Freitag, 27. Februar 2015

TASSIE!

G'Day!





Da oben seht ihr, was in den letzten 12 Tagen mein zu Hause war.
In Tasmanien, oder auch Tassie, wie die Einwohner es nennen, angekommen, ging es 2 Nächte später los, um diese wunderbare Insel zu erkunden. Das Auto bis zum letzten Rand mit Menschen, Gepäck, Essen und Camping-Ausrüstung gepackt, ging es zunächst - mit ein paar Schwierigkeiten, wenn es bergauf ging - Richtung Süden nach Southport, wo auch schon der erste Strand auf uns wartete.


An unserem ersten Stop, befindlich wieder etwas weiter nördlich von Southport, wurde das erste Mal unser Zelt aufgebaut und war doch kleiner als gedacht. Nach einer wegen Platzmangel durchzechten Nacht wurde das Zelt wieder eingepackt und es ging weiter zum ersten Nationalpark, dem Mt. Field National Park, wo wir die ersten Wanderungen auf uns nahmen. 












  -- Ich entschuldige mich an dieser Stelle für jegliche falsche Zuordnung meiner eigenen Fotos, aber ich kann es mir einfach nicht merken. Dazu kommt noch, dass ich nicht überall Fotos gemacht habe und die Fotos von den anderen noch nicht habe. Ich dokumentiere hier also nur einen Großteil von dem Trip. Ich entschuldige mich auch für Rechtschreib- und Zeichensetzungsfehler sowie meine Schreibweise gerade, aber ich bin einfach müde. Einschub Ende --

Der nächste Nationalpark-Stop war der Cradle Mountain - Lake St. Clair National Park, in dem man den berühmten Overland Track, eine mehrtägige Wanderung durch das Paradies, gegen eine Gebühr in Angriff nehmen kann. Da unsere Zeit und das Budget jedoch begrenzt waren, entschieden wir uns für einige kleine, kürzere Wanderungen durch den Park. Oben angekommen, standen wir vor einer schier undurchdringlichen Nebelwand.



Durch Launceston, der zweitgrößten Stadt Tasmaniens, wären wir eigentlich zum Mt. William National Park gefahren, hätte uns nicht ein Truck aufgehalten, indem er uns den Spiegel abfuhr und die linke Seite zerdrückte, sodass die Beifahrertür nicht mehr zu öffnen war. Nach langer Diskussion mit unserer Autovermietung und zum Teil mit Hilfe von Andrew, dem Truckfahrer, der zum Glück in typischer OZ-Mentalität ziemlich gelassen war, ergatterten wir uns ein neues Auto, indem wir das beschädigte zurück nach Hobart kutschierten. Also wurde das hier


durch das hier


ersetzt und wir entschieden uns, die Ostküste hinauf statt herunter zu reisen.

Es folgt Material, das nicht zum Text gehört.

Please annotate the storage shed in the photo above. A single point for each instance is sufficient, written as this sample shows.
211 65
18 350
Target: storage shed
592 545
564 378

Der nächste Stopp war der Freycinet National Park, in dem man die Wineglass Bay, einem wie ein Weinglas geformten, wunderschönen Küstenabschnitt, bewundern kann.


Anschließend ging es weiter am Bay of Fires und am Coles Bay, wo das untere Foto entstanden ist, zum Mt. William National Park, indem ich allerdings keine Fotos gemacht habe. 


Um es zusammenzufassen: Tasmanien ist einfach wunderschön!

Seit vorgestern bin ich nun wieder in Hobart (wovon ich auch noch keine Fotos gemacht habe) und mal wieder mit der Jobsuche beschäftigt. 

Und das war's auch schon wieder von mir!